The $70 million project will be funded primarily by Concentric Power, with supplemental funding from Gonzales Municipal Electric Utility (GMEU) and the Gonzales Electric Authority (GEA) towards ownership of the distribution infrastructure. Concentric power will develop, design, build, operate and maintain the microgrid assets, including both generation and distribution. Concentric will earn back its money over 30 years by selling power on a wholesale basis to the city’s new utility, Gonzales Electric Authority.
With a mix of roughly 80 percent renewable energy and 20 percent natural gas, the power will be cleaner than what PG&E – the investor-owned utility servicing Gonzales and much of Northern and Central California – currently supplies. The microgrid’s power will cost about 11.75 cents per kilowatt-hour, higher than typical California wholesale electricity rates. But the retail service agreements being crafted for business park customers will offer lower flat rates than utility rates and without the demand charges that add cost and complexity to the bills of commercial and industrial customers.
Gonzales Microgrid: A Model for Other Small Towns and Cities
The problems that drove Gonzales to build a microgrid are familiar across the country. The poor reliability of the current grid poses a serious challenge for companies relying on steady power. PG&E is so far behind in maintaining the existing grid that many communities can’t get the upgrades necessary for growth.
It could take up to three years for the utility company to upgrade its energy infrastructure to provide more effective and reliable power to the city’s industrial parks and enable growth there. Also, PG&E’s use of regional power shutoffs to prevent fires has made finding local power sources that won’t shut down even more urgent. During one 2019 shutoff, Gonzales lost power for two days, resulting in multimillion-dollar losses for local companies.
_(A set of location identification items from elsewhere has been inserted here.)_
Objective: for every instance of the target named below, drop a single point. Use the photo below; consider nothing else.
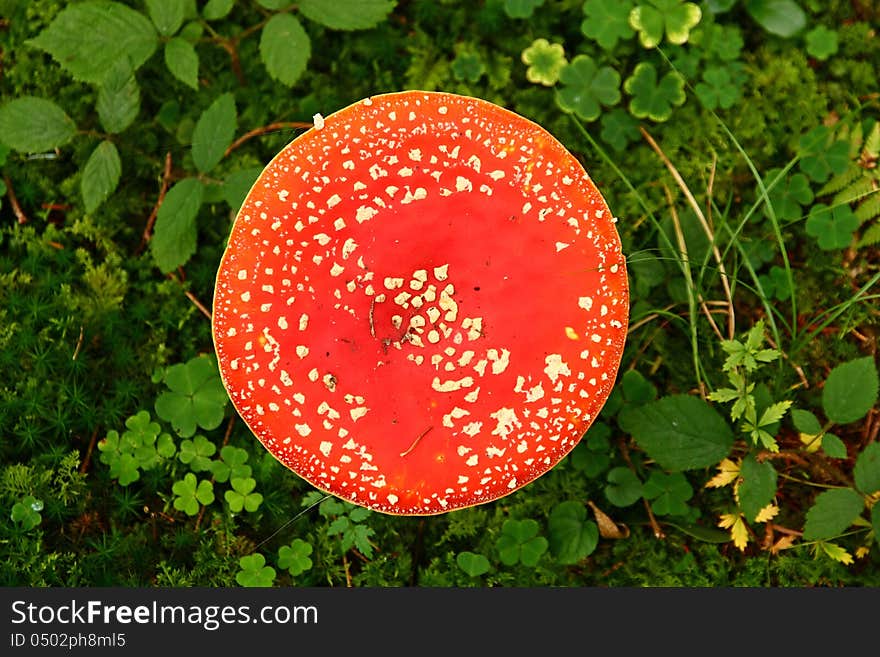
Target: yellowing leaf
(782, 544)
(767, 513)
(728, 471)
(739, 533)
(835, 552)
(811, 443)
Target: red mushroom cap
(423, 303)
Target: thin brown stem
(163, 189)
(13, 201)
(266, 129)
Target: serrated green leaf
(285, 48)
(214, 132)
(88, 38)
(784, 18)
(833, 228)
(347, 14)
(119, 99)
(832, 512)
(624, 487)
(850, 390)
(182, 61)
(100, 175)
(174, 233)
(867, 469)
(214, 10)
(680, 432)
(805, 422)
(167, 15)
(572, 537)
(32, 125)
(758, 486)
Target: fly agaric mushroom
(423, 303)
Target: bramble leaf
(214, 132)
(867, 469)
(174, 233)
(680, 432)
(347, 14)
(182, 61)
(850, 390)
(100, 175)
(33, 125)
(587, 87)
(831, 513)
(544, 61)
(88, 38)
(167, 15)
(675, 18)
(119, 99)
(607, 21)
(285, 48)
(653, 98)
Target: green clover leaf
(196, 396)
(254, 572)
(653, 99)
(587, 87)
(197, 453)
(242, 496)
(607, 21)
(27, 512)
(468, 67)
(820, 157)
(519, 542)
(231, 464)
(294, 558)
(190, 493)
(124, 468)
(833, 227)
(672, 17)
(619, 129)
(521, 8)
(472, 564)
(821, 42)
(668, 493)
(544, 60)
(789, 195)
(717, 89)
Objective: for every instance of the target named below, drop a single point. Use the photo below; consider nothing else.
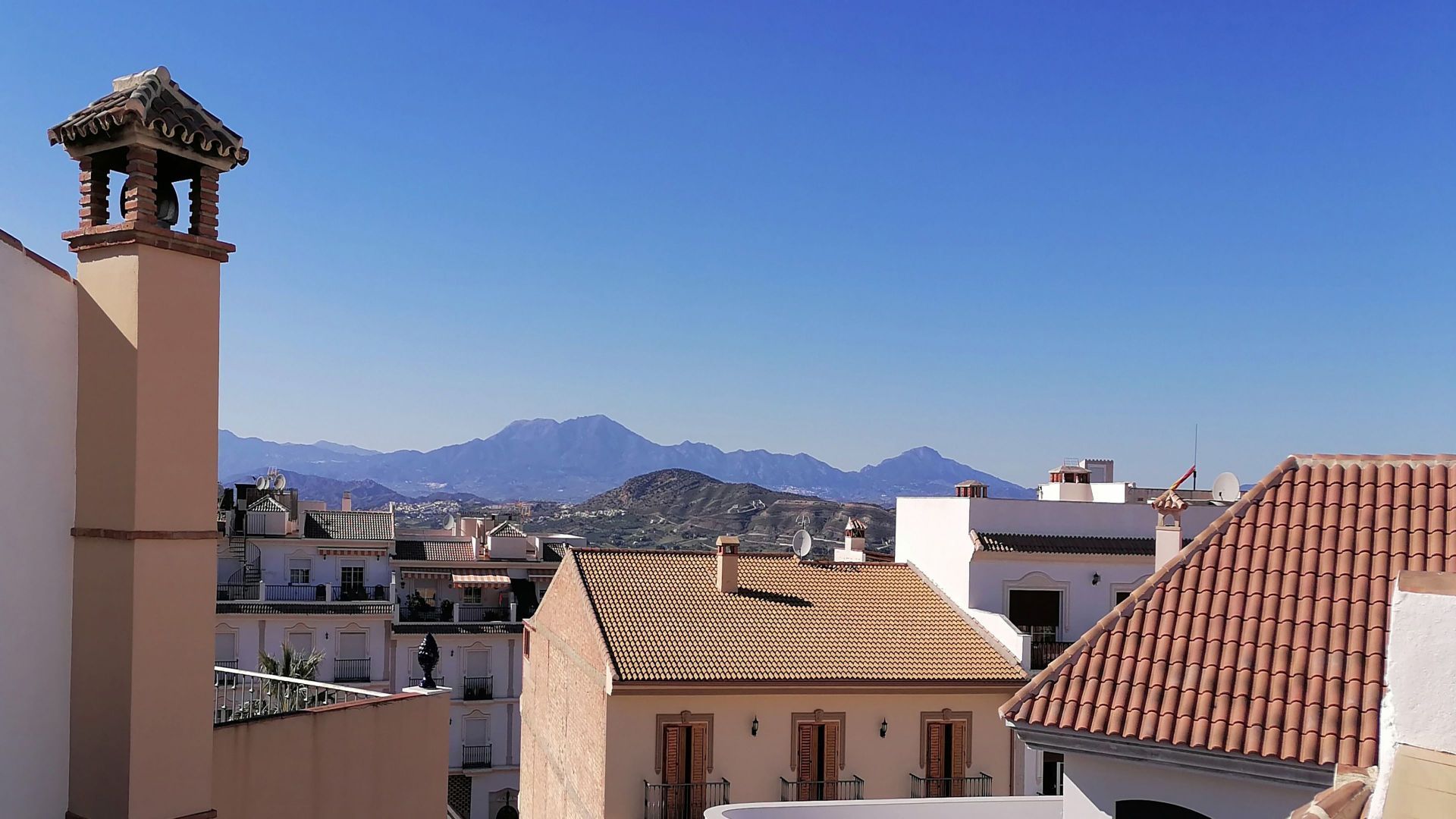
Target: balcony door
(817, 761)
(685, 770)
(946, 758)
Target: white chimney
(727, 564)
(1168, 535)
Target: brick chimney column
(728, 564)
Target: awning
(482, 579)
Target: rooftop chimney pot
(728, 564)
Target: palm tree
(281, 697)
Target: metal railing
(299, 594)
(479, 613)
(935, 787)
(351, 670)
(686, 800)
(240, 695)
(820, 790)
(1046, 651)
(357, 592)
(237, 591)
(475, 755)
(478, 689)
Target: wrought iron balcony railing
(351, 670)
(820, 790)
(476, 689)
(240, 695)
(475, 755)
(935, 787)
(686, 800)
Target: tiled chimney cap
(152, 102)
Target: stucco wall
(38, 507)
(753, 764)
(1092, 787)
(382, 758)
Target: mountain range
(571, 461)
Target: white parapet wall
(967, 808)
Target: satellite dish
(1226, 488)
(802, 544)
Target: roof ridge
(1163, 573)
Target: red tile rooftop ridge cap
(36, 259)
(1071, 654)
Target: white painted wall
(1420, 665)
(38, 507)
(1092, 787)
(968, 808)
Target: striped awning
(482, 579)
(357, 551)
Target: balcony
(820, 790)
(240, 695)
(475, 757)
(685, 800)
(302, 598)
(351, 670)
(1046, 651)
(476, 689)
(943, 787)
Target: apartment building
(293, 572)
(1037, 573)
(109, 403)
(661, 684)
(471, 585)
(1247, 673)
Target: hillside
(571, 461)
(685, 509)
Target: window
(224, 649)
(302, 642)
(299, 572)
(353, 646)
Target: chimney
(728, 564)
(146, 447)
(1168, 535)
(970, 488)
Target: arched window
(1152, 809)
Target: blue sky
(1012, 232)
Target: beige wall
(382, 758)
(564, 710)
(753, 764)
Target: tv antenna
(802, 544)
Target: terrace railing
(820, 790)
(935, 787)
(685, 800)
(240, 695)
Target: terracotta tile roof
(152, 101)
(1063, 544)
(433, 550)
(1266, 635)
(664, 620)
(350, 525)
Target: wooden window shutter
(672, 755)
(832, 751)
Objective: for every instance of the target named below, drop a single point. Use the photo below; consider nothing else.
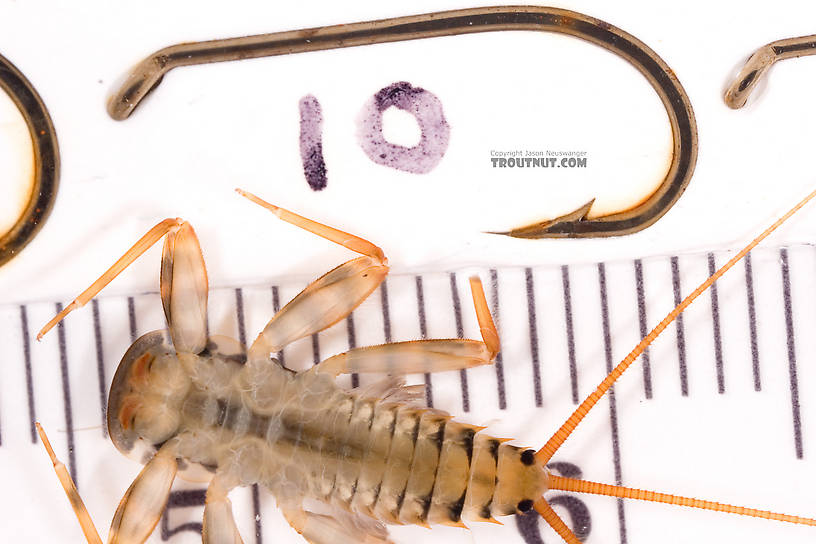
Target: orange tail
(555, 442)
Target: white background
(208, 129)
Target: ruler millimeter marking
(551, 350)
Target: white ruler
(719, 408)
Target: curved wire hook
(760, 61)
(46, 160)
(148, 74)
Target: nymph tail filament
(554, 443)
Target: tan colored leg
(219, 523)
(152, 236)
(184, 289)
(350, 241)
(422, 356)
(328, 299)
(141, 508)
(85, 521)
(323, 529)
(414, 357)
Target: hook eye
(30, 159)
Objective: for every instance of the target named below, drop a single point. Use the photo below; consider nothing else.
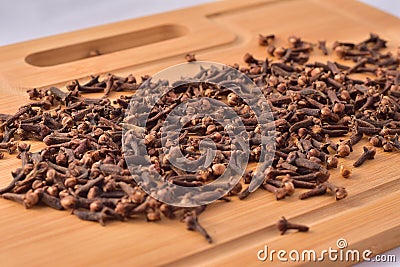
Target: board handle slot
(107, 45)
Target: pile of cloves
(83, 167)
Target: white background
(23, 20)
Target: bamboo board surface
(369, 218)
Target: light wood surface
(222, 32)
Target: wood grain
(222, 32)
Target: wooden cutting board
(368, 219)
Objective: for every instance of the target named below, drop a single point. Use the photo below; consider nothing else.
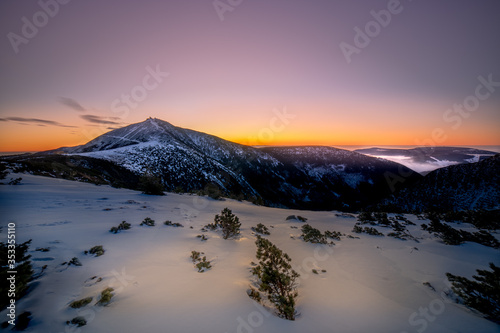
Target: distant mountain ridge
(458, 187)
(304, 177)
(186, 160)
(426, 159)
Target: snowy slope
(372, 284)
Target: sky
(258, 72)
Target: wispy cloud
(35, 121)
(71, 103)
(100, 120)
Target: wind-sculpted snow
(300, 177)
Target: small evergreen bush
(78, 321)
(312, 235)
(261, 229)
(80, 303)
(106, 296)
(276, 277)
(228, 222)
(97, 250)
(122, 226)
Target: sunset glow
(179, 62)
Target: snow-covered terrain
(183, 160)
(371, 284)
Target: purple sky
(65, 85)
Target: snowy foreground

If the microgrid works, the solar, battery, and natural-gas-powered system could provide a new model for towns and cities looking for reliable and clean energy options. According to Concentric Power, the microgrid may one day be expanded to supply power not just to industrial customers but also to residential customers. This will allow Gonzales to become a self-sufficient community whose contribution to the regional grid will be selling power to it instead of buying from it. It’s undeniable that the small city of Gonzales is setting a powerful example of local power, especially for rural communities trying to protect or grow industry.